The story of a small town girl making it big in Hollywood is part of popular imagination, but in Laura Lamont’s Life in Pictures, Emma Straub makes this familiar narrative her own. Straub’s first novel follows her heroine from adolescence through adulthood, creating a nuanced portrait of a woman set against the backdrop of old Hollywood.
The novel begins in Door County, Wisconsin, in 1929, where the Emerson family operates a popular summer theater named the Cherry County Playhouse. Elsa Emerson is the youngest of three daughters, a quintessential blonde nine-year-old Midwesterner who spends as much time as possible in the theater. She idolizes her beautiful but moody older sister Hildy, and has a special relationship with her father John, who directs and acts in the plays.
Elsa’s idyllic childhood is shattered when Hildy begins a tumultuous love affair with another actor, one that ends in tragedy. She grows up finding solace on the stage. So it’s not surprising when, still a teenager, she marries another actor, Gordon Pitts, and the two of them follow their dreams to Hollywood.
In California the couple’s honeymoon is cut short when Elsa gets pregnant. She stays home with their baby daughter Clara, while Gordon goes on auditions. By the time Gordon secures a contract with the Gardner Brothers movie studio, Elsa is pregnant again. But this is when fate intervenes. Elsa accompanies Gordon to a studio party, where she meets Irving Green, the studio’s vice president.
There is an unlikely but immediate attraction between the two. Irving is several years older than Elsa, and small in stature, but exudes power and intelligence. Just like a plot from a Hollywood movie, Irving asks her if she’s ever thought about acting, though he tells her she would need to change her name. And that’s when Laura Lamont is born.
With her new name, Laura wastes no time after her second daughter, Florence, is born to lose the baby weight so she can begin acting again. She quickly immerses herself in the Gardner Brothers studio life, as Irving keeps his promise to make her a star. She’s given steady work with leading roles, and as her career takes off, so does her relationship with Irving.
Throughout the novel, Laura wrestles with the divisions between her old and new lives. When Laura is nominated for an academy award, her parents and oldest sister Josephine travel from Wisconsin. She is overjoyed to see them, but is disappointed by the distance between her old and new lives.

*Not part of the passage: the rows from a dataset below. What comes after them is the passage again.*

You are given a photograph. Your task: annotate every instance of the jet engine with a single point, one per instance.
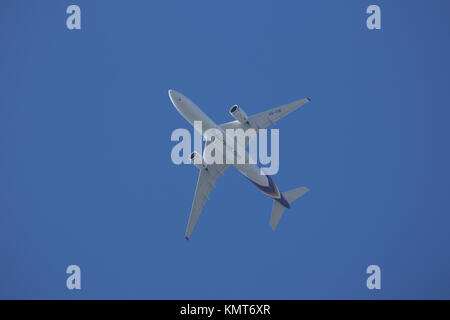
(239, 114)
(197, 160)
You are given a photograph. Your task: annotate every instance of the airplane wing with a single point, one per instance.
(206, 180)
(267, 118)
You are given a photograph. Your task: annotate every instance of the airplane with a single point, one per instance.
(209, 173)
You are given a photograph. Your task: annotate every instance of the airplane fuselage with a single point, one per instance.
(191, 112)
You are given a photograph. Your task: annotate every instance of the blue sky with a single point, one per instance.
(85, 170)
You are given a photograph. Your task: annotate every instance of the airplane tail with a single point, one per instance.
(278, 208)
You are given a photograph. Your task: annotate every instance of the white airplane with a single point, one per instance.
(210, 173)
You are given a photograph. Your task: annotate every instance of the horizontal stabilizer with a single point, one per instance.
(294, 194)
(278, 208)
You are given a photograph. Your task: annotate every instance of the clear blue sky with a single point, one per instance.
(85, 170)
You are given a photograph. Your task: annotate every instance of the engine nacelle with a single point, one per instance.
(197, 160)
(239, 114)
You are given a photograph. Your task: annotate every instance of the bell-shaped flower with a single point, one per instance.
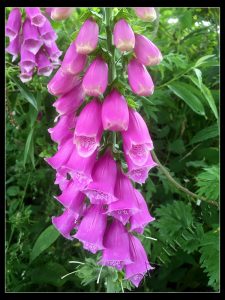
(27, 60)
(47, 33)
(146, 52)
(88, 131)
(65, 223)
(61, 13)
(123, 36)
(31, 38)
(95, 79)
(14, 47)
(137, 141)
(44, 66)
(72, 198)
(62, 130)
(146, 13)
(92, 229)
(117, 249)
(87, 38)
(73, 62)
(35, 16)
(139, 220)
(13, 24)
(62, 83)
(70, 101)
(115, 114)
(139, 173)
(136, 271)
(127, 204)
(62, 155)
(139, 79)
(101, 189)
(80, 168)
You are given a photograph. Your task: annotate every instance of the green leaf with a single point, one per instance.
(45, 240)
(182, 91)
(25, 92)
(205, 134)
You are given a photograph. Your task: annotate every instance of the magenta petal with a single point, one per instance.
(73, 62)
(65, 223)
(146, 52)
(31, 39)
(136, 140)
(115, 114)
(116, 242)
(95, 79)
(101, 189)
(44, 65)
(13, 24)
(92, 229)
(135, 271)
(87, 38)
(62, 83)
(35, 16)
(88, 131)
(80, 168)
(123, 36)
(70, 101)
(127, 205)
(139, 220)
(139, 79)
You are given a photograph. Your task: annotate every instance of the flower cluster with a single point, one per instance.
(100, 202)
(35, 40)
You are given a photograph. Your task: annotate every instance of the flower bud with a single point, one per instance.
(95, 79)
(123, 36)
(87, 38)
(115, 114)
(139, 79)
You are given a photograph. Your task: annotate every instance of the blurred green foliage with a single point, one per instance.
(183, 118)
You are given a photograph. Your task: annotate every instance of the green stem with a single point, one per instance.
(179, 186)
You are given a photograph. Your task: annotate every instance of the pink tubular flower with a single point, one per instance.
(35, 16)
(115, 114)
(73, 62)
(14, 47)
(65, 223)
(116, 242)
(139, 173)
(27, 60)
(47, 33)
(101, 189)
(88, 131)
(123, 36)
(136, 140)
(62, 155)
(80, 168)
(87, 38)
(44, 66)
(146, 13)
(139, 79)
(135, 271)
(146, 52)
(92, 229)
(13, 24)
(62, 83)
(96, 78)
(70, 101)
(127, 204)
(62, 130)
(61, 13)
(31, 39)
(139, 220)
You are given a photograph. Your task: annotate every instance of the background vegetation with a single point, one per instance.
(183, 119)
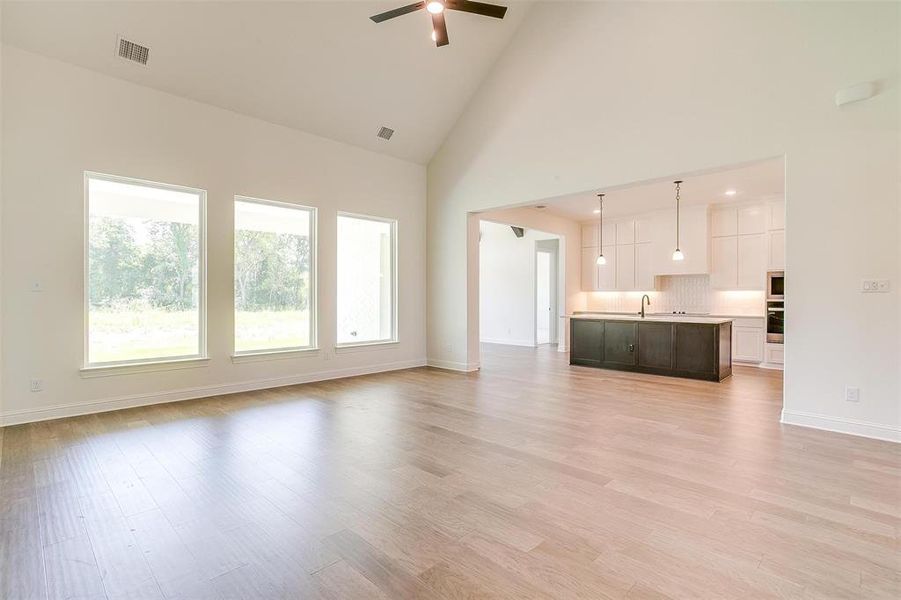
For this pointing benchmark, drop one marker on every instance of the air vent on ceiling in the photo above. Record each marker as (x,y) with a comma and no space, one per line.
(134,52)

Straub imbues her writing with surprising insights and wit. Though the novel is an intimate character portrait of Laura, that doesn’t mean the other characters are relegated to minor afterthoughts. Each of her family members is given their own unique side story, so that the novel isn’t just a biography of Laura’s life, but a portrait of an unlikely Hollywood family, with all of its joys and disappointments.
Straub is also masterful at subtle time shifts that sometimes span several years. As Laura ages, she is forced to confront the realities of growing old in Hollywood, shifting her attentions from her career to her family. The movie business also changes, as technology like 3-D are introduced, and Laura struggles to find meaningful roles.
Towards the end of the novel, Straub writes, “There were only a handful of moments Laura could think of, in the span of her entire life, when she was unable to identify the seam in between what she felt and what she said or did, moments during which all of the selves that she’d ever been lined up perfectly, with no cracks in between.” This passage is exemplary of the keen insight that runs throughout the novel, and Straub’s writing reminds the reader how good literary fiction can precisely capture the human experience.